Objective The reasons that doctors may refuse or be reluctant to treat have not been widely explored in the medical literature. To understand the ethical implications of reluctance to treat there is a need to recognise the constraints of doctors working in complex systems and to consider how these constraints may influence reluctance. The aim of this paper is to illustrate these constraints using the case of compensable injury in the Australian context.

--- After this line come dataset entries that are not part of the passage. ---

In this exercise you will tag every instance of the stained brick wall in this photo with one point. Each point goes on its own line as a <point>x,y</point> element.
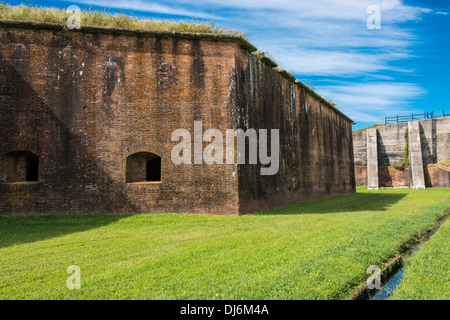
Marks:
<point>316,151</point>
<point>85,101</point>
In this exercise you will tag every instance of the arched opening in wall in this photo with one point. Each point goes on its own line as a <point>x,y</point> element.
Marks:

Design Between September and December 2012, a qualitative investigation involving face-to-face semistructured interviews examined the knowledge, attitudes and practices of general practitioners (GPs) facilitating return to work in people with compensable injuries.

Setting Compensable injury management in general practice in Melbourne, Australia.

Participants 25 GPs who were treating, or had treated a patient with compensable injury.

Results The practice of clinicians refusing treatment was described by all participants. While most GPs reported refusal to treat among their colleagues in primary and specialist care, many participants also described their own reluctance to treat people with compensable injuries. Reasons offered included time and financial burdens, in addition to the clinical complexities involved in compensable injury management.

Conclusions In the case of compensable injury management, reluctance and refusal to treat is likely to have a domino effect by increasing the time and financial burden of clinically complex patients on the remaining clinicians. This may present a significant challenge to an effective, sustainable compensation system. Urgent research is needed to understand the extent and implications of reluctance and refusal to treat and to identify strategies to engage clinicians in treating people with compensable injuries.